"Bye
Bye Bossanova" - auch so hätte das neue, zweite Album von
Coralie Clément heißen können. Denn von den leisen
Latinryhthmen ihres charmanten Debüts "Salle des pas perdus"
ist so gut wie nichts geblieben. Für das deutsche Publikum dürfte
der Wandel etwas unvermittelt kommen, denn ihr voriges Album erschien
hierzulande erst vor wenigen Monaten - und schon wird mit "Bye
bye beauté" nachgelegt.
Doch
in Frankreich kam "Salle des pas perdus" bereits 2002 heraus.
Somit liegen ganze drei Jahre zwischen der jungen Coralie und ihren
zarten Bossanova-Chansons und der zur Rockpoetin gereiften Mme. Clément
fast drei Jahre, Zeit genug also, um am eigenen Sound zu feilen. Ehrensache,
dass ihr dabei erneut ihr großer Bruder Benjamin Biolay zur
Seite stand.
Doch
im Unterschied zum Erstling, das er noch im Alleingang (bzw. in Kooperation
mit seiner damaligen Lieblingskollegin Keren Ann) produzierte, holte
Coralie Clément für "Bye bye beauté"
erstmals auch andere Autoren ins Boot.

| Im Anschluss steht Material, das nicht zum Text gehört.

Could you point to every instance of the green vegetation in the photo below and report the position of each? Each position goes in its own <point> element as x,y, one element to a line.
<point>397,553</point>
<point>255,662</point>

Der Vielseitigkeit ihres Sounds
hat dieser Schritt gut getan. Denn angesichts so illustrer Gäste
wie Daniel Lorca (Nada Surf) oder Thierry Stremler wandelt ihr Album
mit überraschender Souveränität auf einem schmalen
Grat zwischen Chanson, Songwriterpop, Retrosound und subtilen Rockballaden.
"Indécise" - Unentschlossen -, heißt der von
Daniel Lorca und ihr gemeinsam geschriebene Album-Opener, und dennoch
wirkt Coralie Clément in ihrem Stilmix alles andere als unentschlossen,
sondern über jeden Zweifel erhaben. "Peut-etre oui, peut-etre
non, ca m'est egal", wie es in dem Song heißt, beschreibt
nicht etwa die Gleichgültigkeit, sondern ist als Ausdruck ihrer
selbstbewussten Verweigerung gegenüber allzu großer Einengung
zu verstehen.
Und
so folgt auf den schmissingen Intro-Song mit Mariachi-Trompete das
versponnen-verspielte "Gloria", ein unverkennbarer Biolay-Song,
der langsam entwickelt wird. Doch statt der charakteristischen Aufwallung
symphonischer Orchestersounds geht "Gloria" in einem Meer
von Blockflötentönen unter, wie weiland unterm Weihnachtsbaum:
Hausmusik der besonderen Art.
Auch
wenn Benjamin weiterhin eine entscheidende Rolle bei der Entstehung
ihres Albums spielt: Mit "Bye bye beauté" hat Coralie
Clément die Rolle der kleinen, schüchternen Schwester
verlassen. Sie hat sich zu einer ernstzunehmenden Musikerin gewandelt,
die mit Entschlossenheit die Fäden ihrer Karriere selbst in die
Hand genommen hat. Damit schließt sie zu ihren namhaften Kolleginnen
der Nouvelle Scène Keren Ann und Françoiz Breut auf.
Erste englische Textpassagen deuten zudem auf den Willen hin, ihren
Weg weiter zu internationalisieren: "You want more", singt
sie an einer Stelle in "Avec ou sans moi" und meint damit
wahrscheinlich vor allem sich selbst.